David L. Cook and colleagues have analysed the isotopic content of samples, collected by the Apollo 12 and 16 missions, from regions of the Moon that were relatively undisturbed by recent meteor impacts. They found that the concentration of the short-lived isotope iron-60 — produced by exposure of soil to cosmic rays — was higher at the Moon's surface than deeper down. The results support similar evidence collected from deep-sea Earth cores for a nearby supernova sometime in the last 2–3 million years.

And thus the quantum

New J. Phys. 13, 063001 (2011)

To go beyond quantum theory — to incorporate gravity in a consistent manner, for instance — it can only help to better understand it in the first place. In a step towards establishing a clear axiomatic foundation of quantum mechanics, Lluís Masanes and Markus Müller present a derivation of quantum theory based on imposing five physically well-defined requirements on the framework of generalized probabilistic theories.

Usually, the formulation of quantum theory is based on postulates about its mathematical structure. This is in contrast to, for example, special relativity, where the principle of relativity and the invariance of the speed of light are constraints with a clear physical meaning and from which the mathematical structure of Minkowski space–time can be derived.

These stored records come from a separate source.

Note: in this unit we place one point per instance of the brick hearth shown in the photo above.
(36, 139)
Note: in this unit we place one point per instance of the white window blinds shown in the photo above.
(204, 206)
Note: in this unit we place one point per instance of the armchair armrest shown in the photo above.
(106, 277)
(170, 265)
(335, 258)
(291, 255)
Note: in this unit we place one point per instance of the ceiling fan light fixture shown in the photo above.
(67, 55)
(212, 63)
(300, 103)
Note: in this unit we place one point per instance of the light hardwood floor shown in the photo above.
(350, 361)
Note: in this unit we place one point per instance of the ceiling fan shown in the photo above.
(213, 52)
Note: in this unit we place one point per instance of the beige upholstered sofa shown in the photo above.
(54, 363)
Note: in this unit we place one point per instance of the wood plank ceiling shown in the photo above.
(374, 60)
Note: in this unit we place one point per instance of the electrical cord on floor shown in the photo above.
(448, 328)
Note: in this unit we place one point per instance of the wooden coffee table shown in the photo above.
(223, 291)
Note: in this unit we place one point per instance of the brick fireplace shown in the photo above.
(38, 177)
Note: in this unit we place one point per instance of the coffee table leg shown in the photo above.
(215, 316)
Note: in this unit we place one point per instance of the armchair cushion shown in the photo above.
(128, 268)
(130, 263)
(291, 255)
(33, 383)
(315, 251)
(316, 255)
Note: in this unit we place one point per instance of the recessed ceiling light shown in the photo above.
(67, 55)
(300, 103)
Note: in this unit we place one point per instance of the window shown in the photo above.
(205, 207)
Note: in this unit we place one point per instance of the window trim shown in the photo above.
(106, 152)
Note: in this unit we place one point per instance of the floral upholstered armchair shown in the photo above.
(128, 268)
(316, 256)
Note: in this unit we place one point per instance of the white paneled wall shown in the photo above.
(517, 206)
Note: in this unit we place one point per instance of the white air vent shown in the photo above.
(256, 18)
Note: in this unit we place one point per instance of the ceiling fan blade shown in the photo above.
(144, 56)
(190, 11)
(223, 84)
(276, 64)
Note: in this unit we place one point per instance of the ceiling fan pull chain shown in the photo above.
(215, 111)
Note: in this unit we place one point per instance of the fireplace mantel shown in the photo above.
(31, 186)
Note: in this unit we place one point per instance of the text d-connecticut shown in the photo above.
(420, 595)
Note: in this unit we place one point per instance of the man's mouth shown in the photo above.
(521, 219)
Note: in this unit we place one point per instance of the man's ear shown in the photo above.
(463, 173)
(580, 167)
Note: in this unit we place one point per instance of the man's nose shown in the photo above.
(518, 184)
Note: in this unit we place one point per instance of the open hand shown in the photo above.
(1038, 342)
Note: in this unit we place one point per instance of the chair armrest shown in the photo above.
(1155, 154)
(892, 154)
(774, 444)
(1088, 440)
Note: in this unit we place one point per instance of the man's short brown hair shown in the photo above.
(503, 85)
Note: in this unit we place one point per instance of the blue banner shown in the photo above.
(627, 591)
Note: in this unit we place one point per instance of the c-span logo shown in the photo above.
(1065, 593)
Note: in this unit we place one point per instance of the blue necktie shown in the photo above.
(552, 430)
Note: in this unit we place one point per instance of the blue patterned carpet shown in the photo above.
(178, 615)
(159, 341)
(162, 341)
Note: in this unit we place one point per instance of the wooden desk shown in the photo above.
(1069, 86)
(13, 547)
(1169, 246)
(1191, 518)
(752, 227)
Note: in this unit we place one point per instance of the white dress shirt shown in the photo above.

There have been several attempts at alternative axiomatizations of quantum theory, from geometric to information-theoretic approaches. Masanes and Müller, extending previous work, show that in their approach the only theories that satisfy the five requirements they impose on generalized probabilistic theories are quantum theory and classical probability theory. If one of the requirements is tightened, quantum theory remains the only possibility. Hence, it seems that modifying any of the five requirements offers a systematic way of exploring theories beyond quantum mechanics.